ByteDance is evaluating domestic Chinese AI chips from Iluvatar CoreX and Baidu instead of Nvidia products.
ByteDance, the parent company of TikTok, is reportedly in talks with Iluvatar CoreX and Baidu Inc. (NASDAQ:BIDU) to acquire AI chips. Iluvatar CoreX is projected to deliver at least 50,000 chips to ByteDance this year, primarily for AI inference tasks, as the company broadens the user base of its Doubao chatbot. If the deal goes through, Iluvatar CoreX would become ByteDance's third major domestic GPU supplier, following Huawei and Cambricon, according to a Reuters report on Monday.
This development comes after a report in March suggested that ByteDance planned a major AI infrastructure expansion in Malaysia, underscoring how Chinese tech firms are building computing capacity overseas amid U.S. export restrictions. The project reportedly involved deploying around 36,000 of Nvidia Corp.'s (NASDAQ:NVDA) B200 AI chips through cloud provider Aolani Cloud, with hardware costs potentially exceeding $2.5 billion. However, amid Beijing's push, Chinese GPU and AI chip manufacturers claimed nearly 41% of the domestic AI accelerator server market last year, challenging NVIDIA's long-held dominance in a market that once generated over 20% of its data center revenue.

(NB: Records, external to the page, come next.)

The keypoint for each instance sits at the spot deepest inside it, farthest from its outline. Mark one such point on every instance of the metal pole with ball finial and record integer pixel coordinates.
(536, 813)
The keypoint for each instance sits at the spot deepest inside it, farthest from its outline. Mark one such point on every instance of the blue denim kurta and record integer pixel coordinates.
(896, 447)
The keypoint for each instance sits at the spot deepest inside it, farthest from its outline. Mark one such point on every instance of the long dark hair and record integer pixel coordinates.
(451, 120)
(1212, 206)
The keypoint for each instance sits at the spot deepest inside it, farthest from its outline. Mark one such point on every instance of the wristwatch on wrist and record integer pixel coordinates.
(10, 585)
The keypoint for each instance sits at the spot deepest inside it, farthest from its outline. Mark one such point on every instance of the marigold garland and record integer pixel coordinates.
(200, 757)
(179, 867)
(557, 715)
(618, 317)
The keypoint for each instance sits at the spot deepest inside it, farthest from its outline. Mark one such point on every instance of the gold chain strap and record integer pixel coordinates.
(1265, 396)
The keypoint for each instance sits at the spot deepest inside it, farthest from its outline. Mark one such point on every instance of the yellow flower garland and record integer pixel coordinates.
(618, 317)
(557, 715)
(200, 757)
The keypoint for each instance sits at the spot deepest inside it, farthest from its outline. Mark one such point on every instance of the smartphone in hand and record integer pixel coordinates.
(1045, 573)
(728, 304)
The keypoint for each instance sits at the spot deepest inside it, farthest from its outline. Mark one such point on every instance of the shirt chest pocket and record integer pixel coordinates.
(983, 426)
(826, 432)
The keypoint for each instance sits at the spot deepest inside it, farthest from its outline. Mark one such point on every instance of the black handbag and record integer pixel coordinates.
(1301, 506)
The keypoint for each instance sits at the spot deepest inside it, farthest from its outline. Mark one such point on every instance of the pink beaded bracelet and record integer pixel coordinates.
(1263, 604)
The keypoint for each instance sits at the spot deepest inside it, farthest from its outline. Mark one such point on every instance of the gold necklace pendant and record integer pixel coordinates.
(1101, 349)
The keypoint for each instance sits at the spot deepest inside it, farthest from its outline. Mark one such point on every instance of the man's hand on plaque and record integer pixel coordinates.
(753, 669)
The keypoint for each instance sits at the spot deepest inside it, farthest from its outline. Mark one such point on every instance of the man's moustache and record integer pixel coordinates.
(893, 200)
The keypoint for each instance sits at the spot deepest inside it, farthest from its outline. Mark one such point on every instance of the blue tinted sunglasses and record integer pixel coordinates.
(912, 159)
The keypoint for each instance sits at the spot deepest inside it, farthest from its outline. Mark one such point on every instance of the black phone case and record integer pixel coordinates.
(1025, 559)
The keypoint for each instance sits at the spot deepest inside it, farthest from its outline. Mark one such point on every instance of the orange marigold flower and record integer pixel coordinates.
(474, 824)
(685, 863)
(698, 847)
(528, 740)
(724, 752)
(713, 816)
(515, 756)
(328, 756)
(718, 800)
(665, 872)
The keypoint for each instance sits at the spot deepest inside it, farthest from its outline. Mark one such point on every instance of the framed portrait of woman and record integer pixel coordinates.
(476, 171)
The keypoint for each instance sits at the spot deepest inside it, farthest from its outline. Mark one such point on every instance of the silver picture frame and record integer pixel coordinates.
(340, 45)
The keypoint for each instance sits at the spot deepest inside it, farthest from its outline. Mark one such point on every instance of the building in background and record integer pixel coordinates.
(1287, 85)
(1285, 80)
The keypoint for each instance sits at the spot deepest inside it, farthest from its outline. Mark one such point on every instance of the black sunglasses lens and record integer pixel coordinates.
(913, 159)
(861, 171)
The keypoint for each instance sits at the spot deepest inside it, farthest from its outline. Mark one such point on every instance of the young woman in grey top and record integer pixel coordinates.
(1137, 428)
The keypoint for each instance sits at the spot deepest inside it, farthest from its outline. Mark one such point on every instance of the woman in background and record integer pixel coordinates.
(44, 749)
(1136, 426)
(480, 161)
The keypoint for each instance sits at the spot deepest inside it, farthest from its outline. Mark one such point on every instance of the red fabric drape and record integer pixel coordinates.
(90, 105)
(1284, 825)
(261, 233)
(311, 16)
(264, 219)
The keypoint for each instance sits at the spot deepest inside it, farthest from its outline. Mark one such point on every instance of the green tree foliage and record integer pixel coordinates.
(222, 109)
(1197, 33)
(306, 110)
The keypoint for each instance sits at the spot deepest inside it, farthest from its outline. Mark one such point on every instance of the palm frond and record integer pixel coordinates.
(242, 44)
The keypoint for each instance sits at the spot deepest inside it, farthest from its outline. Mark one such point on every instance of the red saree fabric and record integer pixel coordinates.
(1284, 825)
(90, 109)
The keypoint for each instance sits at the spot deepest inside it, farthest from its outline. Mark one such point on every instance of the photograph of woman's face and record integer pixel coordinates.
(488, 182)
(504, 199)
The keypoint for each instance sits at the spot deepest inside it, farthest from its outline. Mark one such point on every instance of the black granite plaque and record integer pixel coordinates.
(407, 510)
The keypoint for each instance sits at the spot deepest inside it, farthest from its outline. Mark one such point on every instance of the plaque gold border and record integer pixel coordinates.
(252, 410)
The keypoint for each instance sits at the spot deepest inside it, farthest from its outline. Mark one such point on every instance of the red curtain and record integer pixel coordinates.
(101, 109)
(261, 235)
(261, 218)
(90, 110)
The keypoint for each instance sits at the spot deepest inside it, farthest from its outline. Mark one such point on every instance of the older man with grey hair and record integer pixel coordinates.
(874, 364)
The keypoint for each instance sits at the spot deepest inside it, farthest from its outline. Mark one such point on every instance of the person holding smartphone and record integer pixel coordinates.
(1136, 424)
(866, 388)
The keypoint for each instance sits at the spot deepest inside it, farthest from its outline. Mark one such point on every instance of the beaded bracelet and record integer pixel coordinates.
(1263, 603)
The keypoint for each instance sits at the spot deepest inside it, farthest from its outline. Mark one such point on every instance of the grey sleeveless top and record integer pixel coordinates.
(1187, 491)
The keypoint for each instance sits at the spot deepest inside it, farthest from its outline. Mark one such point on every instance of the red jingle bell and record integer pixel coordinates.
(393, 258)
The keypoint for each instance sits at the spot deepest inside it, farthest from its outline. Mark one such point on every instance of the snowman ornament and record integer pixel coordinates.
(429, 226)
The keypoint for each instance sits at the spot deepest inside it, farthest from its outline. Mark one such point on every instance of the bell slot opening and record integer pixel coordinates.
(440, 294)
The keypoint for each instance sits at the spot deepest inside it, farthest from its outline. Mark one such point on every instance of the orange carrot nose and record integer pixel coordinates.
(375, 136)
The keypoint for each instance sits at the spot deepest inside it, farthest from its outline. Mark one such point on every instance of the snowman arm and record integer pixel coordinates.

Meanwhile, according to a Reuters report on Friday, NVIDIA has started marketing its new Vera AI data-center CPU to Chinese customers, with orders now open and availability expected as early as August. The chip is Nvidia's first standalone CPU designed specifically for agentic AI workloads. ByteDance is also considering the use of Baidu's Kunlunxin chips, which are already used by Tencent Holdings (OTC:TCEHY). These potential deals highlight the increasing success of Chinese chipmakers in providing alternatives to foreign AI chips, aligning with Beijing's push for greater self-reliance in advanced chip technology.